Who Do My Opponents Say That I Am? is a edited volume by Scot McKnight and Joseph B. Modica, featuring contributions from Michael F. Bird, Dwight D. Sheets, Darrell L. Bock, James F. McGrath, and Lynn H. Cohick (as well as from the editors themselves). It addresses, from a Christological standpoint, seven specific allegations levelled against Jesus by his enemies. Each scholar explores the historicity of the different accusations and provides in-depth examination of what these charges can tell us about the person of Jesus. The intention is to present a new dimension of historical Jesus studies: the notion that Jesus can be understood by what his critics say of him. Who Do My Opponents Say That I Am? is published as part of the Libary of Historical Jesus Studies, a sub series within LNTS.
Purity and Worldview in the Epistle of James argues that we should not restrict the meaning of purity language to the individual moral sphere and, indeed, contends that purity language both articulates and constructs the worldview of the letter of James. Through careful analysis, and by offering a taxonomy of purity language, Darian Lockett develops the thesis that purity language is seen to distinguish 'the world' as set against the purity of God. The letter thereby implies the need for separation from the impure world in order to be wholeheartedly devoted to God. It is the consideration of what degree of separation the author of James envisaged that forms the basis for Lockett's fascinating conclusion.
No Longer Living as the Gentiles looks at an observed tension in recent scholarly discussion of the ethical content of Ephesians 4.17-6.9. The first part of the extract has been interpreted as drawing a clear social contrast between the addressees and the outside world, and even as legitimating social withdrawal, while the latter part has been read as encouraging intergration. In No Longer Living as the Gentiles Daniel K. Darko utilizes traditional exegetical methods, comparative analysis and social identity theory to argue that Ephesias 4.17-6.9 exhibits a consistent strategy of promoting group distinctiveness which simultaneously uses Greaco-Roman ethical values to enourage internal cohesion among the readers. Thus, the readers are encouraged neither to separate from society nor to integrate further into it, but to live and function within society as members of the 'household of God' in one accord.

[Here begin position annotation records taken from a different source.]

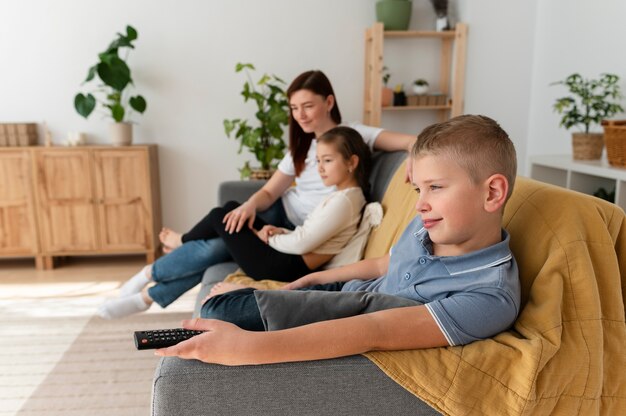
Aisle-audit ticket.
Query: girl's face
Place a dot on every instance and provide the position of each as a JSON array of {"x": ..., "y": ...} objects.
[
  {"x": 312, "y": 111},
  {"x": 333, "y": 168}
]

In First Pure, Then Peaceable Margaret P. Aymer examines the ways in which Frederick Douglass, the nineteenth-century abolitionist, used the epistle of James in his pre-civil war speaches to 'read' the 'darkness' of slavery and slaveholding Christianity. By following the lead of 'darkness readers,' the Bible is revealed to be more than a collection of ancient documents from an inaccessible past; it is the site upon which modern, contemporary ideological battles have been and continue to be waged. Aymer assesses the rhetoric within the epistle of James, particularly James 3:17, which presents the world as 'darkness' and explores how this was used by Douglass to read his contemporary political and theological darkness.
We are delighted to present these new LNTS volumes (and to have worked with the excellent scholars involved) and hope that they represent a good sampling of the range, diversity and rigour of the series as a whole.